Francja bez rządu. Premier Lecornu zrezygnował po 26 dniach
Francja bez rządu. Premier Lecornu zrezygnował po 26 dniach

Premier Sébastien Lecornu
Francja znów bez rządu. Premier Sébastien Lecornu złożył rezygnację zaledwie kilka godzin po ogłoszeniu składu swojego gabinetu, a zaledwie 26 dni po objęciu stanowiska. To już piąty premier, który odchodzi w ciągu niecałych dwóch lat – sytuacja, jakiej w najnowszej historii V Republiki jeszcze nie było.
Jak poinformował Pałac Elizejski, Lecornu złożył rezygnację po godzinnym spotkaniu z prezydentem Emmanuelem Macronem. Decyzja zapadła w poniedziałek wieczorem i była dla wielu polityków oraz komentatorów kompletnym zaskoczeniem – premier zaledwie kilka godzin wcześniej zaprezentował skład swojego rządu.
Lecornu, dotychczasowy minister obrony, został mianowany premierem 9 września, po tym jak w głosowaniu parlamentarnym upadł gabinet François Bayrou. Jego misją miało być uspokojenie sceny politycznej i wypracowanie kompromisu w sprawie budżetu na 2026 rok. Jednak już po niespełna miesiącu okazało się, że brak stabilnej większości w Zgromadzeniu Narodowym uniemożliwia mu jakiekolwiek działanie.
Piąty premier w dwa lata
39-letni Sébastien Lecornu był jednym z najbliższych współpracowników Macrona – zasiadał we wszystkich jego rządach od 2017 roku, a od 2022 pełnił funkcję ministra obrony. Politycy z otoczenia prezydenta widzieli w nim lojalnego technokratę, który miał szansę odbudować zaufanie opinii publicznej po miesiącach chaosu.

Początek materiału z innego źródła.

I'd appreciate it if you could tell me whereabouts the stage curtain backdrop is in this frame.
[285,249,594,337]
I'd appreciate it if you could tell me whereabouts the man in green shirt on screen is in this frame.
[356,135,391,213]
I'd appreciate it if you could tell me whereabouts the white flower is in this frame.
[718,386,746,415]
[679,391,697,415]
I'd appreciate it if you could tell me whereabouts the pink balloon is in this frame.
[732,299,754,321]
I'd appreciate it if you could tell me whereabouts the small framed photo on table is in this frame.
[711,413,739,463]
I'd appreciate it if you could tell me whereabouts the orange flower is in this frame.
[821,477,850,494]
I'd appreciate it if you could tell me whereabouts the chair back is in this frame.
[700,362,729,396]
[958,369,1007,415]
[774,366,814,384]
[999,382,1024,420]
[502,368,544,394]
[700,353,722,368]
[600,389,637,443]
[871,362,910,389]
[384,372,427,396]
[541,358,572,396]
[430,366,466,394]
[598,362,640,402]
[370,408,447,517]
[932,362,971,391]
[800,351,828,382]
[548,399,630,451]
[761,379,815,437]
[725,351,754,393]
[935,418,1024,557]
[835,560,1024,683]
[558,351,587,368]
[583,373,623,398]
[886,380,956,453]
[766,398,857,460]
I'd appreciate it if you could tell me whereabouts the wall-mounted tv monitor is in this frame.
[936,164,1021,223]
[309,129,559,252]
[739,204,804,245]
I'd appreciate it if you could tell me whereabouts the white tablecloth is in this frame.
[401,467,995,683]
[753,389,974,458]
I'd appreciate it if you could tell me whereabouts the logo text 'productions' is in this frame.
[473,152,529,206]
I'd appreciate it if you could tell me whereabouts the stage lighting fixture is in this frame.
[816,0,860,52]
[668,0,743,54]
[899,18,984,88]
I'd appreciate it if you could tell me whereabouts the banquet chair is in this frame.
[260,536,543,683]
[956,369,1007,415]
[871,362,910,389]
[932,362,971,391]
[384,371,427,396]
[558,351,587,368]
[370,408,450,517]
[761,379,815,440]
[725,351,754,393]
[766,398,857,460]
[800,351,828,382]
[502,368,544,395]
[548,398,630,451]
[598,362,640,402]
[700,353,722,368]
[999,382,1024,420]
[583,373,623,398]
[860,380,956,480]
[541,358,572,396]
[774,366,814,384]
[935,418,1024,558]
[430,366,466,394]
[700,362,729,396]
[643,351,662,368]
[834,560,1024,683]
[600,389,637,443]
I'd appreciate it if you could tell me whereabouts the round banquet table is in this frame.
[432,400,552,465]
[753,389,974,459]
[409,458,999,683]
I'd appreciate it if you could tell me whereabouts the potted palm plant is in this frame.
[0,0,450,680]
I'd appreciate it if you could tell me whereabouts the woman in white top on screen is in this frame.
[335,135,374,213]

Jednak jego nominacja nie przyniosła oczekiwanej stabilizacji. Francuska scena polityczna od miesięcy znajduje się w stanie głębokiego impasu. Po wyborach z lipca 2024 roku parlament został rozbity na trzy niemal równe bloki:
- Lewicowy sojusz komunistów i socjalistów,
- Centrowy blok prezydencki,
- Prawicowy Rassemblement National pod przywództwem Marine Le Pen.
Żadne z ugrupowań nie jest w stanie samodzielnie sformować rządu, a próby budowania koalicji kończą się fiaskiem.
Opozycja żąda wyborów i ustąpienia Macrona
Po rezygnacji Lecornu opozycja domaga się rozpisania przedterminowych wyborów parlamentarnych, a część ugrupowań – w tym prawica i skrajna lewica – wprost apeluje o dymisję Emmanuela Macrona. Prezydent jednak zapowiedział, że nie ustąpi przed końcem kadencji w 2027 roku, mimo narastającej presji politycznej i społecznej.

Prezydent Emmanuel Macron
Macron znalazł się w najtrudniejszej sytuacji od początku swoich rządów – oskarżany o arogancję i nieumiejętność budowania większości, stoi teraz przed koniecznością po raz szósty w ciągu dwóch lat powołać nowego premiera.
Francja w cieniu politycznego paraliżu
Kryzys trwa od początku 2025 roku, kiedy 74-letni François Bayrou objął urząd premiera po dymisji Gabriela Attala. Jego rząd upadł po tym, jak parlament odrzucił projekt budżetu, przewidujący cięcia wydatków o 44 miliardy euro. Lecornu miał odwrócić tę tendencję i przekonać deputowanych do kompromisu, ale polityczna mozaika Francji okazała się zbyt krucha.
Francja wchodzi tym samym w kolejny etap niepewności. Państwo, które przez dekady uchodziło za stabilne centrum europejskiej polityki, dziś zmaga się z własnym wewnętrznym kryzysem demokracji parlamentarnej.